De toename van pediatrische consulten vanwege suïcidaal gedrag zou mogelijk verklaard worden doordat de mentale gezondheid van jongeren in de jaren voor de pandemie reeds verslechterde. Desondanks duiden deze resultaten op een aanvullend nadelig effect van de COVID-19-pandemie, vooral bij meisjes en bij kinderen in de middelbareschoolleeftijd. Suïcidepreventies dienen daarop aan te sluiten.
literatuur
1 Madigan S, Korczak DJ, Vaillancourt T, e.a. Comparison of paediatric emergency department visits for attempted suicide, self-harm, and suicidal ideation before and during the COVID-19 pandemic: a systematic review and meta-analysis. Lancet Psychiatry 2023; 10: 342-51.
Snel starten van behandeling bij psychose
verlaagt de kans op zelfverwonding
Patiënten met een psychotische stoornis lopen een verhoogd risico op suïcide, met het grootste risico tijdens de eerste maanden na het stellen van de diagnose. Het starten van een behandeling binnen twee weken na het stellen van de diagnose verlaagt de kans op opzettelijke zelfbeschadiging bij deze patiënten. Dat schrijven Wastler en collega’s in Psychiatric Services in Advance.sup>1
Retrospectief verzamelden de onderzoekers gegevens van 6349 patiënten van 15-24 jaar oud met een eerste psychose. Deze patiënten waren in behandeling bij Medicaid in de Amerikaanse staat Ohio. Vervolgens keken de auteurs of de patiënten binnen 14 dagen na de eerste psychosediagnose met een behandeling waren gestart. Dit kon een psychiatrische (gedeeltelijke) opname zijn of een poliklinisch bezoek voor psycho- of farmacotherapie. Patiënten werden maximaal voor een jaar gevolgd.
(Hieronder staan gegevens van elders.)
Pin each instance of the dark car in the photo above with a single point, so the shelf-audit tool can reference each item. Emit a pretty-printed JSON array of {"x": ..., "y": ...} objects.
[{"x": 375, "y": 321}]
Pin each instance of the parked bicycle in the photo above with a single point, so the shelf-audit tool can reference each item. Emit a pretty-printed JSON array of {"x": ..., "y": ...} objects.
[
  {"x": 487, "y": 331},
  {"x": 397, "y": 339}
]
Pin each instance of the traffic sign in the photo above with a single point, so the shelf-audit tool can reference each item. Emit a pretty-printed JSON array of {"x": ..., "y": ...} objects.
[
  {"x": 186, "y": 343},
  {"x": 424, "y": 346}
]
Ongeveer 70% van de patiënten startte met een behandeling binnen twee weken na de eerste diagnose. Hiervan bleef iets meer dan de helft in behandeling tijdens de 90 dagen na diagnose. De kans dat vrouwen met een behandeling startten, was lager dan dat mannen hiermee startten. Ook bleven patiënten van 20-24 jaar oud, patiënten met comorbide stoornissen in middelengebruik en patiënten die behoorden tot minderheidsgroepen minder vaak in behandeling dan anderen.
In totaal werd er bij 229 patiënten niet-fatale zelfbeschadiging gerapporteerd. Het starten van behandeling in de eerste 2 weken na diagnose bleek geassocieerd te zijn met een verlaagd risico op zelfbeschadiging (HR: 0,64; 95%-BI: 0,52-0,80). Dit was niet het geval voor het in behandeling blijven tijdens de eerste periode na diagnose.
Deze bevindingen laten zien dat het belangrijk is om snel te starten met enige vorm van behandeling bij patiënten met een eerste psychose, ook al blijven zij soms niet langdurig in zorg.
literatuur
1 Wastler HM, Llamocca E, Moe AM, e.a. Impact of treatment initiation and engagement on deliberate self-harm among individuals with first-episode psychosis. Psychiatr Serv 2023; appips20220372.